Banked Memories for Soft SIMT Processors
Martin Langhammer, George A. Constantinides
TL;DR
The paper addresses memory bottlenecks in soft SIMT FPGA processors by contrasting nine memory architectures (multi-port and banked) across $51$ configurations using matrix transpose and FFT workloads. It proposes a scalable banked memory design with read/write issue controllers, shared-memory arbitration, and carry-based arbitration, and evaluates FPGA-fitting and area costs. Key findings show multi-port memories often outperform banked designs for small memories due to simplicity, while banked memories maintain a stable, high-bandwidth footprint as data size grows; the best choice thus depends on memory size and access patterns.

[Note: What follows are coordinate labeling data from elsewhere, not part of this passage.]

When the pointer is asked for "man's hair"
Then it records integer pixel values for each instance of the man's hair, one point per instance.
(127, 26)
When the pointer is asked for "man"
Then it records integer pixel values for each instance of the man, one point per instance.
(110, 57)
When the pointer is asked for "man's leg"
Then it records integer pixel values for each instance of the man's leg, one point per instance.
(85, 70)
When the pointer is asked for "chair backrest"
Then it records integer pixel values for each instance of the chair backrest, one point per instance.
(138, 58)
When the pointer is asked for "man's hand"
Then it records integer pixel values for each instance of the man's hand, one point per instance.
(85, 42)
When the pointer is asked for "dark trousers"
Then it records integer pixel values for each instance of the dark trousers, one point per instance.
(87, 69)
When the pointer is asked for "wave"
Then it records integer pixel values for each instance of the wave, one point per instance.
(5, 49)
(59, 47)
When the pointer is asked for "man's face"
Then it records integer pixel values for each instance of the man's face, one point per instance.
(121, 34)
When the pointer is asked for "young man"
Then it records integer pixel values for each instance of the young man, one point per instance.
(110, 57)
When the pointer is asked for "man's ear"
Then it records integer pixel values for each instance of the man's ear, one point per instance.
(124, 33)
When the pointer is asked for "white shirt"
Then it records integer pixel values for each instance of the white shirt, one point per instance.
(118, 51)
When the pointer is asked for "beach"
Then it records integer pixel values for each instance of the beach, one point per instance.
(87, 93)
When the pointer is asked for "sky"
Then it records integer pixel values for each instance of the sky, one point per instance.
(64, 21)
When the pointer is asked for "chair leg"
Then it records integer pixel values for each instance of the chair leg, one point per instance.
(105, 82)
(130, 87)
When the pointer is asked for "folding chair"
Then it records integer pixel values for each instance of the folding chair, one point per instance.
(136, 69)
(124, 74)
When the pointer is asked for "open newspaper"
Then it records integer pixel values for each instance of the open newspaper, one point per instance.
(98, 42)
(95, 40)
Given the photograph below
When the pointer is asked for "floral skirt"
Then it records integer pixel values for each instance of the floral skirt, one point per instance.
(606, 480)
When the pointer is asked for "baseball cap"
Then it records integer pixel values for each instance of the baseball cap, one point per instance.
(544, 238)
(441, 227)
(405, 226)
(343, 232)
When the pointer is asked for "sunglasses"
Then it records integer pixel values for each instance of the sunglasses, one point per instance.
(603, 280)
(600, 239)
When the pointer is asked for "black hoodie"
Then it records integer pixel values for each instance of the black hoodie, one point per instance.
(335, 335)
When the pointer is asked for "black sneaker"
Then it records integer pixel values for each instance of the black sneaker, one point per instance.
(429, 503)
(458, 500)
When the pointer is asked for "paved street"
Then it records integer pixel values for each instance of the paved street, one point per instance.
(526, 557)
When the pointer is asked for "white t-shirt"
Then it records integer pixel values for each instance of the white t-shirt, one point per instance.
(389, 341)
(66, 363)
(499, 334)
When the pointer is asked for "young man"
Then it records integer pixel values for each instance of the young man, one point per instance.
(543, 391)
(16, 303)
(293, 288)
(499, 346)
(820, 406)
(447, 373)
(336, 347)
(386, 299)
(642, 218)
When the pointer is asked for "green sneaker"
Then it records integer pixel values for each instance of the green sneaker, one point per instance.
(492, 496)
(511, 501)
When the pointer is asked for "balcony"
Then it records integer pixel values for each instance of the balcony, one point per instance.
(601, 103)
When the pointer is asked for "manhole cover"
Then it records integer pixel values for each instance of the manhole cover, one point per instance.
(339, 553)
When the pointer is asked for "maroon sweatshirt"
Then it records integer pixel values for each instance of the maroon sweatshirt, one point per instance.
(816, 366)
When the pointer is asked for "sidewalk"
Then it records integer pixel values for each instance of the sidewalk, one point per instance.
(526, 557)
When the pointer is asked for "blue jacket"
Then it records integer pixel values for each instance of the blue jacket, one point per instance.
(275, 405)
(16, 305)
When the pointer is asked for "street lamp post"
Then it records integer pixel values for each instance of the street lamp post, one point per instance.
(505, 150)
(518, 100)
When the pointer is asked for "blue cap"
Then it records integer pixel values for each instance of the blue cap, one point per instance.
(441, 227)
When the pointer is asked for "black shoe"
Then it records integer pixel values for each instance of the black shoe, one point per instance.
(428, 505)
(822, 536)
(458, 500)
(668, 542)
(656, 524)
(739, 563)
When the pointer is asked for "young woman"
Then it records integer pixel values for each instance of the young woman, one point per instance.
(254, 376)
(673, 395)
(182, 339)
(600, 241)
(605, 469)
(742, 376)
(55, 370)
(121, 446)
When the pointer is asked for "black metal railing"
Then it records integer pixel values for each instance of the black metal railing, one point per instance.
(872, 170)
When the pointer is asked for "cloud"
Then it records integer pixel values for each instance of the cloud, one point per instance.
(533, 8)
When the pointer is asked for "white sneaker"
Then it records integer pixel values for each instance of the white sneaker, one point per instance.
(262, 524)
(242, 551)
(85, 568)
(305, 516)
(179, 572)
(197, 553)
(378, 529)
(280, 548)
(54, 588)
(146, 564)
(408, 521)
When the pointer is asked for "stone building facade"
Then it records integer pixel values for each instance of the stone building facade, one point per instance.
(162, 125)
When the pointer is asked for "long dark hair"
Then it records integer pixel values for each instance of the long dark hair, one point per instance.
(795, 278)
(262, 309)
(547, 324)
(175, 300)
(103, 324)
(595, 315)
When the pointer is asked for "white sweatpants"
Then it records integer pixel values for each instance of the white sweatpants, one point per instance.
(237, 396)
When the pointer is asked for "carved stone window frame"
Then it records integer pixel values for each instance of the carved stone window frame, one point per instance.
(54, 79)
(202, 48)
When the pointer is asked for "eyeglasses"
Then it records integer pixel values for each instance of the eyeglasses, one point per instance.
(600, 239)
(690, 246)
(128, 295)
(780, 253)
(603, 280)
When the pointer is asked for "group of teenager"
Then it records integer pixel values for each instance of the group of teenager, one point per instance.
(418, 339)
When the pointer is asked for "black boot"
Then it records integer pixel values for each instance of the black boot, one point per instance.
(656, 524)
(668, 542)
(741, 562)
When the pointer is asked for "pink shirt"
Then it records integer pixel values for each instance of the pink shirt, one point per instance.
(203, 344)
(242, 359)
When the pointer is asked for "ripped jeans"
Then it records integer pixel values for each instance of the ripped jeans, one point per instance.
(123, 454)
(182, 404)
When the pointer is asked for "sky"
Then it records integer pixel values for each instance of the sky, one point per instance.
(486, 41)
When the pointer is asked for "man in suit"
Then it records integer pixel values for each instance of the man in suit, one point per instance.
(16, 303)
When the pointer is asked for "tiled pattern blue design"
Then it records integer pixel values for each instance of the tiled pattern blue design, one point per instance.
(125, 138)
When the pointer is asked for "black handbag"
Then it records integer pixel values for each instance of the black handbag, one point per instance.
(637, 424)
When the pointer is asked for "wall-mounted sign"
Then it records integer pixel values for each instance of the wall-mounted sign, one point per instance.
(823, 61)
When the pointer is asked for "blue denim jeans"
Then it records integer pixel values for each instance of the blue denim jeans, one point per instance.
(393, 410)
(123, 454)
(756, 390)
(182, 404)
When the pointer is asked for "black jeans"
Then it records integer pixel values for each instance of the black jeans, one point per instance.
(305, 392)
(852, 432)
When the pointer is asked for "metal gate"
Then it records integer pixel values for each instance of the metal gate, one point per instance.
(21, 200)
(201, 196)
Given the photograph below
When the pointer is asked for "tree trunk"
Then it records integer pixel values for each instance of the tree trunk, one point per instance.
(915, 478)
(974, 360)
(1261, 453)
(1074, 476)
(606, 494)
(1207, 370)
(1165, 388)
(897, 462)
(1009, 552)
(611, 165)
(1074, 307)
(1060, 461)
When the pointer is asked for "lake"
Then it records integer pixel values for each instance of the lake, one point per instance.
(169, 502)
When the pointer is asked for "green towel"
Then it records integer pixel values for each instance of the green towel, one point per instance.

The work provides practical guidance for designing FPGA-based soft GPGPU-like accelerators and is relevant to high-level synthesis (HLS) and other FPGA-driven accelerators seeking explicit memory-architecture tradeoffs.
Abstract
Recent advances in soft GPGPU architectures have shown that a small (<10K LUT), high performance (770 MHz) processor is possible in modern FPGAs. In this paper we architect and evaluate soft SIMT processor banked memories, which can support high bandwidth (up to 16 ports) while maintaining high speed (over 770 MHz). We compare 9 different memory architectures, including simpler multi-port memories, and run a total of 51 benchmarks (different combinations of algorithms, data sizes and processor memories) to develop a comprehensive set of data which will guide the reader in making an informed memory architecture decision for their application. Our benchmarks are comprised of matrix transpositions (memory intensive) and FFTs (split between memory accesses, floating point, and integer computations) to provide a balanced evaluation. We show that the simpler (but more memory block intensive) multi-port memories offer higher performance than the more architecturally complex banked memories for many applications, especially for smaller memories, but the effective footprint cost of the multi-port memories quickly becomes prohibitive as dataset sizes increase. Our banked memory implementation results - high bandwidth, high Fmax, and high density - can be used for other FPGA applications as well, such as HLS (High Level Synthesis).